Lena took the book. From now on, she’d never look at a wire the same way again.
Marco sighed, a sound that carried forty years of electrical wisdom. He tapped the melted cable with his screwdriver.
He pulled a fresh roll of 70mm² cable from his cart. “This is what we need. It has the copper cross-section to lower the resistance, produce less heat per amp, and survive the group and the heat. Bigger cable, more copper, more surface area to shed the heat.” cable size current carrying capacity
The old industrial electrician, Marco, wiped the sweat from his brow with a rag that had seen better decades. Before him, in the bowels of the old Seabright Mill, was a problem wrapped in smoke and silence. The main feed cable for the number-three press had failed. Not just tripped a breaker—failed. The insulation had melted into a black, brittle crust, and the copper inside had turned the color of a bruised plum.

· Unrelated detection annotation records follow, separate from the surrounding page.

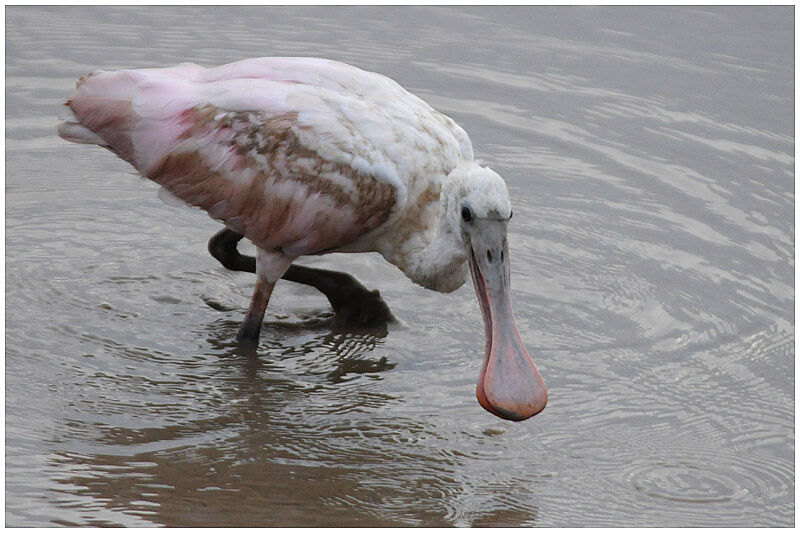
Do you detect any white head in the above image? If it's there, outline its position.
[442,162,547,420]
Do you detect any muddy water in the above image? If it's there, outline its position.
[5,6,794,526]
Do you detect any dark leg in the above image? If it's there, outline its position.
[208,229,394,326]
[236,278,275,342]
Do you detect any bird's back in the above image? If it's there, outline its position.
[60,58,472,266]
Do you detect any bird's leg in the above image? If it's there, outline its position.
[236,277,275,342]
[208,228,395,326]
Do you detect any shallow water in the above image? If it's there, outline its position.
[5,6,794,526]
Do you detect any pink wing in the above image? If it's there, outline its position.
[60,58,410,256]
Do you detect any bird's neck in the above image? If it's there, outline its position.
[384,171,468,292]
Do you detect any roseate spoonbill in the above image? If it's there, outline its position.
[54,57,547,420]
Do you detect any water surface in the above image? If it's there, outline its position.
[5,6,794,526]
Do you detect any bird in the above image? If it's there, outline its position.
[58,57,547,421]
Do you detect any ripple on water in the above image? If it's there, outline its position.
[625,462,748,503]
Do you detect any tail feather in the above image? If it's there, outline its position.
[58,71,138,162]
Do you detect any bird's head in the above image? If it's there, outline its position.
[447,162,547,420]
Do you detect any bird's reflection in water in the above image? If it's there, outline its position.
[45,314,536,527]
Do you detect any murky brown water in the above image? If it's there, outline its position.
[5,6,794,526]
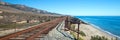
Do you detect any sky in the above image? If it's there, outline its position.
[3,0,120,16]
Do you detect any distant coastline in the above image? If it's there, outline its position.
[75,18,120,39]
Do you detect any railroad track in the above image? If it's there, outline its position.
[0,17,65,40]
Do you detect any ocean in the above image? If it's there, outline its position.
[75,16,120,37]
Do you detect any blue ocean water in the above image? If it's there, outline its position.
[75,16,120,37]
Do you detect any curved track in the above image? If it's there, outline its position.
[0,17,66,40]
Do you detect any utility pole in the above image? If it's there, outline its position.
[77,22,80,40]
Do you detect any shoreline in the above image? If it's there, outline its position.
[80,24,116,40]
[89,24,120,38]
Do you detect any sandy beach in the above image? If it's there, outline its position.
[76,24,115,40]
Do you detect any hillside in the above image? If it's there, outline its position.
[0,2,60,16]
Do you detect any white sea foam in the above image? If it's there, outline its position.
[79,18,120,40]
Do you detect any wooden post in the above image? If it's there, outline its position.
[77,23,80,40]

“Hot enough to anneal the copper,” Marco grunted. “Now it’s soft as butter. Can’t carry a fraction of its rated load.” Lena took the book
“But the cost,” Lena protested weakly.
“Rule one,” he said. “Respect the derating factors. Rule two—there is no rule two. Just don’t trust a cable in a vacuum.” He tapped the melted cable with his screwdriver
Lena looked at the old 25mm² cable, then at her clipboard. “But the spec sheet says this cable is rated for 100 amps. The press only draws 85 at full load. We were within the number.”